Mayer: Hey, just let ’em teach!

My column last week on athletes, meddling parents and their drawbacks drew a flood of favorable reaction from frustrated coaches. The premise: When possible, coaches might be better off recruiting orphans. But most surprising was the number of academic people who responded – facultonians fed up with hindrances by stifling helicopter mommies and hovercraft dads. This from a veteran Kansas University professor:

“It’s not just sports parents! The faculty as well are pretty sick of Johnson County, botoxed, stage mothers descending in person to advocate for their indulged, immature, petulant child stars. (Does one really wonder how the brats got that way?) I actually had one mother storm into my office, and as an introduction she plunged her Louis Vuitton purse ($2,800) right in the middle of my desk before even saying hello!

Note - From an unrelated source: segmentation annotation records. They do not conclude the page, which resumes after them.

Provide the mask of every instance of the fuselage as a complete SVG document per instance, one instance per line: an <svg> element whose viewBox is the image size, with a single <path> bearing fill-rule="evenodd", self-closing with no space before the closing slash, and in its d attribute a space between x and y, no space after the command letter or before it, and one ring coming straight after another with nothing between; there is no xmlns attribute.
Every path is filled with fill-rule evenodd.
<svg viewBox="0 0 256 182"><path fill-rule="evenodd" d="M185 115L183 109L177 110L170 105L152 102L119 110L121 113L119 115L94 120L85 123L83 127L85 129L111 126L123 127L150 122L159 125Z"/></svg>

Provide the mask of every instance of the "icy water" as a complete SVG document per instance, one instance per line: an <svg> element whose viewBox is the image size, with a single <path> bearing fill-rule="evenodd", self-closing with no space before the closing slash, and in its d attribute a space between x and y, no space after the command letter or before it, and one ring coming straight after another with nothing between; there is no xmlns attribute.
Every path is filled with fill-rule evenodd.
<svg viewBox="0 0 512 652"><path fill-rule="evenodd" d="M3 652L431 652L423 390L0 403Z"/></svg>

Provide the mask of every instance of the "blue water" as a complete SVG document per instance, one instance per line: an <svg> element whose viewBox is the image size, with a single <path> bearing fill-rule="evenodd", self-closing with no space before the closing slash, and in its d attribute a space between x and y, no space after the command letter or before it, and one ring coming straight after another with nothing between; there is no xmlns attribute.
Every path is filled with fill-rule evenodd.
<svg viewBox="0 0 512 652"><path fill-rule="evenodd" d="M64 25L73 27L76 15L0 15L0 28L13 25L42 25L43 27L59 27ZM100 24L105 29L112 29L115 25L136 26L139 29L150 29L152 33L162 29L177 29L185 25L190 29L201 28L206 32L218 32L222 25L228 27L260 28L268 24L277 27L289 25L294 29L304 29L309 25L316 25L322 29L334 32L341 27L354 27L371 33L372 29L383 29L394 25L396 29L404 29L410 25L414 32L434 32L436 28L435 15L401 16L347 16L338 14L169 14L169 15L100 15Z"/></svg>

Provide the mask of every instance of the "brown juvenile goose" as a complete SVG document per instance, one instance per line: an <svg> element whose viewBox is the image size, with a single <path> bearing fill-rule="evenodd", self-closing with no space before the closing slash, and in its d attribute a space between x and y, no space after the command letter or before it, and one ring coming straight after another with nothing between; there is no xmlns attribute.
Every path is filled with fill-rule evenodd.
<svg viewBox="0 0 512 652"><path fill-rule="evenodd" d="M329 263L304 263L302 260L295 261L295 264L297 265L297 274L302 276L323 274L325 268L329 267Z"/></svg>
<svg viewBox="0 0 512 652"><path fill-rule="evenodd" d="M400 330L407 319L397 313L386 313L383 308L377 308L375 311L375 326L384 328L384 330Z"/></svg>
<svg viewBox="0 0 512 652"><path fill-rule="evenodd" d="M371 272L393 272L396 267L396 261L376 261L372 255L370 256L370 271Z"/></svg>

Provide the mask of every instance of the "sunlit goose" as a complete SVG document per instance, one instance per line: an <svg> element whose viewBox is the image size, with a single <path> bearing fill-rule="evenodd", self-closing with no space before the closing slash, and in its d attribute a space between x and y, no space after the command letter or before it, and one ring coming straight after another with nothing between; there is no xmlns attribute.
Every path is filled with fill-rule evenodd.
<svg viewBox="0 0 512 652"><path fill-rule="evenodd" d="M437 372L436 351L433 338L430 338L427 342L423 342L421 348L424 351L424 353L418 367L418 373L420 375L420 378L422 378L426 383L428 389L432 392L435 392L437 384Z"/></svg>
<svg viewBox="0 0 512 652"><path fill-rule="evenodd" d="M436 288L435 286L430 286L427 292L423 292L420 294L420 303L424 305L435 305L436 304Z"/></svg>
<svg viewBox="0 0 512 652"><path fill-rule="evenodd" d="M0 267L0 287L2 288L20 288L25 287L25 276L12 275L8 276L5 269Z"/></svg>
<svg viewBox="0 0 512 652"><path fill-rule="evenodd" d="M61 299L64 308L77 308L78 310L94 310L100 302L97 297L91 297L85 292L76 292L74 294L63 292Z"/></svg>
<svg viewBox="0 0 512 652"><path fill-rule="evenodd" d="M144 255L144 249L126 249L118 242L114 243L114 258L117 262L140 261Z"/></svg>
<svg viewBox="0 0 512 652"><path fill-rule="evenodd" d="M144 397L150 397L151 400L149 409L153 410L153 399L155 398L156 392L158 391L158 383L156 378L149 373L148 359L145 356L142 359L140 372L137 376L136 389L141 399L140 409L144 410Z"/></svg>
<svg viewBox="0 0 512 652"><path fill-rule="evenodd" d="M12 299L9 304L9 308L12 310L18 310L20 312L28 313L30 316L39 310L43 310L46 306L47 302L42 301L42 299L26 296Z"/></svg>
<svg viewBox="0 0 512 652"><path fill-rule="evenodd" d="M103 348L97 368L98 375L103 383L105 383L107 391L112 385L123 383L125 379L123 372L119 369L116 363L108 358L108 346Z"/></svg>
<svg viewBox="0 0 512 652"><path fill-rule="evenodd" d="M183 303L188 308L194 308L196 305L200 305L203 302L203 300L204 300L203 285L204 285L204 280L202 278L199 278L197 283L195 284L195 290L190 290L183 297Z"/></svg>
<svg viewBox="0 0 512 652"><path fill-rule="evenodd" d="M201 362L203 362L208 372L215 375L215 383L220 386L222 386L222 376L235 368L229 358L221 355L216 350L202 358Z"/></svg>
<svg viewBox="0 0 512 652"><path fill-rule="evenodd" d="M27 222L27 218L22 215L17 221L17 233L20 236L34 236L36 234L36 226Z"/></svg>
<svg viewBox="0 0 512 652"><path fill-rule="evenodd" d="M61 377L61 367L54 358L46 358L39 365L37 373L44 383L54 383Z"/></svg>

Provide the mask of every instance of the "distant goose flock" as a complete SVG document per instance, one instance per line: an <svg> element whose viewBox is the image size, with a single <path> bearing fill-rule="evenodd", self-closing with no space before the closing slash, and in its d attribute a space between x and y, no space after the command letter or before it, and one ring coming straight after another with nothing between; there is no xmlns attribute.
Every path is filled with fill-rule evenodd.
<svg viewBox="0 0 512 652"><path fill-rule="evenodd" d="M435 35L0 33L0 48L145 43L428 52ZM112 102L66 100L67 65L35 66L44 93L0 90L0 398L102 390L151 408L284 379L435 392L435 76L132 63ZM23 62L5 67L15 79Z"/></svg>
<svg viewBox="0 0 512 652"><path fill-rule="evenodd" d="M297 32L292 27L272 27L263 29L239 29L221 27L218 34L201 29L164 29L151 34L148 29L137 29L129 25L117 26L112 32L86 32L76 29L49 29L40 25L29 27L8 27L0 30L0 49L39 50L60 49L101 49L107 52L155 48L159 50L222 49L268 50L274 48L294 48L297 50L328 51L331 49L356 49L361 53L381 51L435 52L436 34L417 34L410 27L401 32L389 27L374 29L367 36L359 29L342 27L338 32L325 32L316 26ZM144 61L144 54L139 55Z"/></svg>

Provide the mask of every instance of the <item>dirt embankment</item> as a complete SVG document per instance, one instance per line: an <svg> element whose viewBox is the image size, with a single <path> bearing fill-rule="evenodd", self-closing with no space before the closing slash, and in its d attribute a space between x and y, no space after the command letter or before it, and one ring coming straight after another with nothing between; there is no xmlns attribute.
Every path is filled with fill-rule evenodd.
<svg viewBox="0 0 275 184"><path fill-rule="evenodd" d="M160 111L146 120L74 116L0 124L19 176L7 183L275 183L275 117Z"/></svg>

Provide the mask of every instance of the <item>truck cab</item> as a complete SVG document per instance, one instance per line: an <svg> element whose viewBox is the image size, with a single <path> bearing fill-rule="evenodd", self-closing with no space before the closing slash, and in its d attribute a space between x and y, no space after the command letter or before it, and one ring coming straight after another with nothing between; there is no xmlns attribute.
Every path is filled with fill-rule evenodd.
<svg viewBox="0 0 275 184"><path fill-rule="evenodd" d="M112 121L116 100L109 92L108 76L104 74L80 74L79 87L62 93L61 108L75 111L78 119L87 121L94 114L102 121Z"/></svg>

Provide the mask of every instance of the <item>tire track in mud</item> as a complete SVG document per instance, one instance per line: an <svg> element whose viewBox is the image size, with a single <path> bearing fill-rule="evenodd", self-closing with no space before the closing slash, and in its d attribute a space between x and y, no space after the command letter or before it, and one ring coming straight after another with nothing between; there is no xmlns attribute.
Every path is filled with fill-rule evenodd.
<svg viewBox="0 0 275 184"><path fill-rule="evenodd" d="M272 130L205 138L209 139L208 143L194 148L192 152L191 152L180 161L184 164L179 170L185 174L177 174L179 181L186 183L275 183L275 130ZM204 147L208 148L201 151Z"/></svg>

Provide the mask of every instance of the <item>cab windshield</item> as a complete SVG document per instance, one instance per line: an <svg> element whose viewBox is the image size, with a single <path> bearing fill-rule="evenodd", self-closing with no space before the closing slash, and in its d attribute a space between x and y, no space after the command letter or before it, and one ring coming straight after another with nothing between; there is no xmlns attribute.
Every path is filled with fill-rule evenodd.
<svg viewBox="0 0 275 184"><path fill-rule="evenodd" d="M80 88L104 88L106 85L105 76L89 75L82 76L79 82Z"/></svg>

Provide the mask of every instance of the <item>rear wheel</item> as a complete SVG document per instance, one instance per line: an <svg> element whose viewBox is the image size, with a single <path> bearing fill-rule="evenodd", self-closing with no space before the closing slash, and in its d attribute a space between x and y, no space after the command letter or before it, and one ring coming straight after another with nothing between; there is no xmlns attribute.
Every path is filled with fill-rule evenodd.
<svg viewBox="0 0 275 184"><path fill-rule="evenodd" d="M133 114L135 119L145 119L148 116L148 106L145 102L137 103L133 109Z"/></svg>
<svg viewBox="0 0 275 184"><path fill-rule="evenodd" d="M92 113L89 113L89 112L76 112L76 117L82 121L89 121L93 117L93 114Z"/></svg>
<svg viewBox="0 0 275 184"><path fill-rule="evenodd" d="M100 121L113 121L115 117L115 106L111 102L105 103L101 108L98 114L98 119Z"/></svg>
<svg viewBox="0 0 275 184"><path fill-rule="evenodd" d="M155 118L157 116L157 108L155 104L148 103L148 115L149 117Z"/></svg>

I guess that blatant act constituted her academic credentials.

“Upon leaving, she wondered out loud if they had towed her illegally parked Mercedes (yessssss, please, God!). Another screamed at the top of her lungs that her baby’s having absented herself from more than 25 percent of the classes was because ‘they’re just kids and need vacations.’

“It used to be that the faculty were protected by the Buckley Amendment … which prohibited us from talking with parents because of students’ rights to privacy. But the self-entitled generation now knows that mom and pops will back them in their adolescent tirades; they actually grant the requisite written permission for their parents to intercede on their behalf. I NEVER would have told my parents about trouble with a professor; they would have yanked the tuition payments and told me to get my head out of the trough and go to work if I didn’t appreciate the privilege of an education. … I’m sure you’ll get a flood of e-mail from equally outraged faculty …”

And I did. Just as coaches are harassed by doting parents wondering why they’re not handling Marvelous Murgatroyd a certain way, so are non-jock teachers put on the pan for doing a good, demanding job designed to stimulate kids, and they are that, to learn and excel. The courses are too hard, the lecture words are too big, enforcement of spelling and grammar propriety is resented. “I won’t accept sloppy papers,” said one prof of quality. “I’m talking about formal papers stained with coffee rings, peanut butter smears, papers that resemble crumpled, water-stained pieces of trash. … Do they really expect to get away with this stuff in their future employ?”

Outstanding teachers get zinged by lard-butts for “corrective comments” on student work; some administrators don’t have the guts to back them up. Kids routinely complain that criticism damages their self-esteem. One wimpy department head suggested a teacher have two sets of standards, one for the bright, one for the not-so-bright. Any wonder so many are deeply concerned about the dumbing down of American education?

KU athletes, pampered and otherwise, aim at competing “at the next level.” Regular students better belly up to coping with domestic AND foreign influences, many already on campuses, regularly whipping the homegrown dandies’ buns. Motivated “outsiders” often work harder and better despite countless language disadvantages. They’re the new NFL and NBA.

Kids with tough, challenging and highly capable teachers and coaches need to pay a helluva lot more attention to them and less to the hovering hens and roosters back in the nest.